Un’altra delle motivazioni del premio Guido Carli è il suo impegno nella tutela e nella cura dell’ambiente. Come spiegare ai giovani l’importanza di difendere quella che Papa Francesco chiama la “nostra casa comune”?
“L’ambiente è davvero la nostra casa comune, come l’ha più volte definita il Santo Padre, sempre attento alle tematiche ambientali. L’ambiente è infatti la casa dell’umanità e quindi dobbiamo preservarla e tutelarla. In Italia abbiamo 7 mila Carabinieri – nati dalla fusione con il Corpo Forestale dello Stato attuata nel 2017 – che si occupano di ambiente. Sono Carabinieri preparatissimi, tutelano le foreste, le biodiversità, tutti i tipi di habitat. Credo che in Italia – dopo tanti anni di depauperamento del territorio, avvenuto soprattutto negli anni ’50 e ’60, – ci si stia rendendo conto di quello che è il reale valore della tutela della casa comune. Oggi siamo, a mio dire, in una condizione di equilibrio, considerando che questo è comunque un Paese altamente antropizzato, in ragione del fatto che ci sono quasi 60 milioni di abitanti che abitano un fazzoletto di terra. Bellissimo, peraltro”.

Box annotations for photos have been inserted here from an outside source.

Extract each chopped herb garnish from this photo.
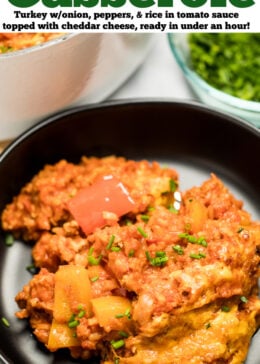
[141,215,150,222]
[190,253,206,259]
[106,234,115,250]
[128,249,135,258]
[110,339,125,350]
[118,331,129,337]
[172,245,184,255]
[137,226,148,238]
[178,233,208,247]
[1,317,10,328]
[77,309,86,318]
[68,320,79,329]
[240,296,248,303]
[90,276,99,282]
[188,32,260,102]
[145,251,169,267]
[88,247,102,265]
[168,206,179,214]
[115,308,131,320]
[221,306,230,312]
[169,178,178,192]
[111,246,121,252]
[115,313,125,318]
[26,264,38,274]
[5,234,14,246]
[124,308,131,320]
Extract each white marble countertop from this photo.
[109,34,196,101]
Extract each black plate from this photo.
[0,100,260,364]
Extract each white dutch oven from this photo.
[0,33,152,140]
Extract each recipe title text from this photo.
[8,0,255,8]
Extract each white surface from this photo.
[109,34,197,101]
[0,33,153,140]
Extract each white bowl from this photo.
[0,33,152,140]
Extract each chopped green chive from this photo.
[169,178,178,192]
[68,320,79,329]
[78,310,86,318]
[172,245,184,255]
[110,339,125,350]
[141,215,150,222]
[240,296,248,303]
[26,264,38,274]
[90,276,99,282]
[88,247,102,265]
[221,306,230,312]
[168,206,179,214]
[124,308,131,320]
[190,253,206,259]
[128,249,135,258]
[145,251,169,267]
[115,313,125,318]
[5,234,14,246]
[137,226,148,238]
[115,308,131,320]
[111,246,121,252]
[118,331,129,338]
[178,233,208,247]
[1,317,10,328]
[106,235,115,250]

Vuole fare un esempio di impegno virtuoso verso l’ambiente?
“Sì. Un dato che secondo me è fortemente significativo è la forestazione. In Italia, negli ultimi 20 anni, c’è stato un incremento del 20% delle foreste. Quello che succede in negativo in tanti altri Paesi – pensiamo ad esempio all’Amazzonia, territorio sfruttato al massimo con danni agli ecosistemi enormi – nel nostro piccolo in Italia avviene in positivo: le foreste sono in crescita e questo penso sia un segnale importante di attenzione dello Stato al tema dell’ambiente”.

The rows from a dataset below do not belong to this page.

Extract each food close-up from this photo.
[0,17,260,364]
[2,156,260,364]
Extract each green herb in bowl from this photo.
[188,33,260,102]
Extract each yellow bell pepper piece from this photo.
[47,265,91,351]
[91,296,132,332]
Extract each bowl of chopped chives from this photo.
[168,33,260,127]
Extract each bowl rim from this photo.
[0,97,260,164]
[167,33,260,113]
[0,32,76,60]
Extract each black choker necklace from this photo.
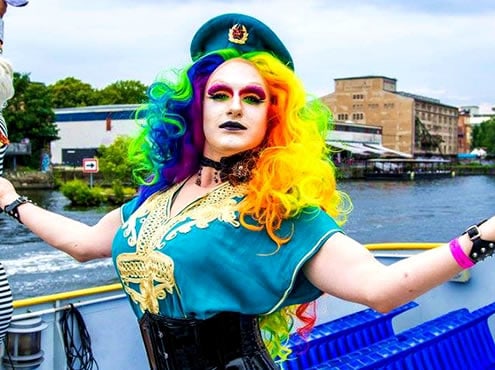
[196,150,259,186]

Qual è lo “stato di salute” odierno dell’Arma dei Carabinieri?
“L’Arma dei Carabinieri, lo dico con molta serenità, è un’organizzazione che funziona bene, al netto ovviamente di qualche difetto umano. Credo che oggi sia una delle organizzazioni più vicine alla popolazione che, partendo dalla propria tradizione, si è evoluta in ragione di quelle che sono le nuove esigenze degli italiani”.
Come sono mutate le esigenze degli italiani?

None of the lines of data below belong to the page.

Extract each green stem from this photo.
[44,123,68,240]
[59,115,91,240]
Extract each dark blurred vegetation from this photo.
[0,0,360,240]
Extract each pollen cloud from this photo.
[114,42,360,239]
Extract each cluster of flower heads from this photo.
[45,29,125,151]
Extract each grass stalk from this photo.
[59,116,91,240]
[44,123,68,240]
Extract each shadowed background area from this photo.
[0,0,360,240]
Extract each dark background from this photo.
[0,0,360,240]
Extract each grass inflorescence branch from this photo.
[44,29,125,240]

“Oggi non basta più arrestare il ladro o il rapinatore, che è un’attività che va comunque svolta. E’ necessario dare dei segnali di serenità sociale, perché gli italiani sono angosciati per il loro futuro, sono preoccupati, e quindi hanno bisogno di cercare dei punti di riferimento per avere un po’ di conforto. Anche la Chiesa è un punto di riferimento importante, così come tutte le istituzioni pubbliche, ovviamente in maniera diversa. Tra queste una delle principali è l’Arma dei Carabinieri. E questo vale da Bolzano fino a Lampedusa”.